As we look on in wonder at 60 meter high turret of water crashing down into the pool below us we watch the 4 Ecuadorians who beat us here performing a cleansing ceremony with plants and the frozen waters. Their reactions as cups of it are dumped over the heads beats any ice bucket challenge video I’ve encountered
Once they’ve cleared the way I foolishly peel my shirt off and enter the pool with Robert who does damn well for an Australian. This water is colder than most in Canada. A little colder than the Atlantic ocean and barely warmer than the glacial lakes in Banff.
As I try to get close to the cascades I realize my mistake as the spray cuts into my skin quite painfully and so I retreat, and grab my shirt before rushing back into the frozen wanters chanting a mantra of “Fire in my veins, fire in my veins, I’m so hot blood turns to fire in my veins” .
I’m not convinced it helped but I make it in behind the falls and emerge out the other side. The wild lack of control under the cascades, water pulling me this way and that and moving through the space blinded by the cascading water is the ultimate rush. My quickly freezing muscles only add to it.
With some difficulty I emerge from the other side of the cascades and let the current whisk me away down stream before climbing out. I’m frozen, my muscles aren’t working like normal, and yet 5 minutes of running on the spot and doing jumping jacks sees me do it all again, this time actually braving the heart of the cascades. The rush undeniable and I struggle not to drown. Robert came with me this time though he was wise enough to stay out of the falls and instead hung out on the slopes behind them.
Here’s some videos, the first is the best, though too long so feel free to skip through. watching only sections, and trust me when I say the rush is worth the hypothermia.
As I emerge again the other Ecuadorian group just shake their heads at me, surprised at the crazy gringo. I’m frozen, the kind that burns your skin as you thaw.
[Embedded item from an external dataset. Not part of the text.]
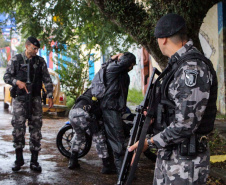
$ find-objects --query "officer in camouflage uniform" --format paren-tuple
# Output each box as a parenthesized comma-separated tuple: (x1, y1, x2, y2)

I’m also endlessly glad I brought a sweatshirt as I peel off my drenched shirt, and relish the relative warmth of dry garments while snapping a final few photos of the falls.
We head back past some of the smaller falls that to some might seem insignificant after spending time near the big ones. For me though all waterfalls are beautiful. Always.
We decide to skip the tarabita walking instead. We encounter some lovely graffiti on both rocks and alls as well as a truly restless donkey before the rain arrives. Blue skies turned to thunderstorms in just a handful of minutes and the last stretch of walking back to the car is done as quickly as possible.
We drive back into Quito and Robert and I both thank our lovely Spanish teacher for what was a truly unforgettable day. It’s also served as my last full day in Quito, and I’m writing from Banos, recovering from a cold, which may or may not have been aided by the glacial waters of Rio Pita. Still, I maintain, that the truly incredible feeling of being under waterfalls is worth almost any price. Except death, but that’s only because I’ve got no guarantees I could go under more waterfalls once I’m dead. Hell or heaven I can’t find any scripture on waterfalls. It worries me.
I’m now back to travelling like a normal person moving more quickly than is Ideal as I have a month and a half to get from Banos to Santiago, Chile. The good news is there should be lots of adventures to come in quick succession as I try to squeeze in as much of Southern Ecuador as I can, while hitting some highlights of Peru on my way down to Chile’s modern capital.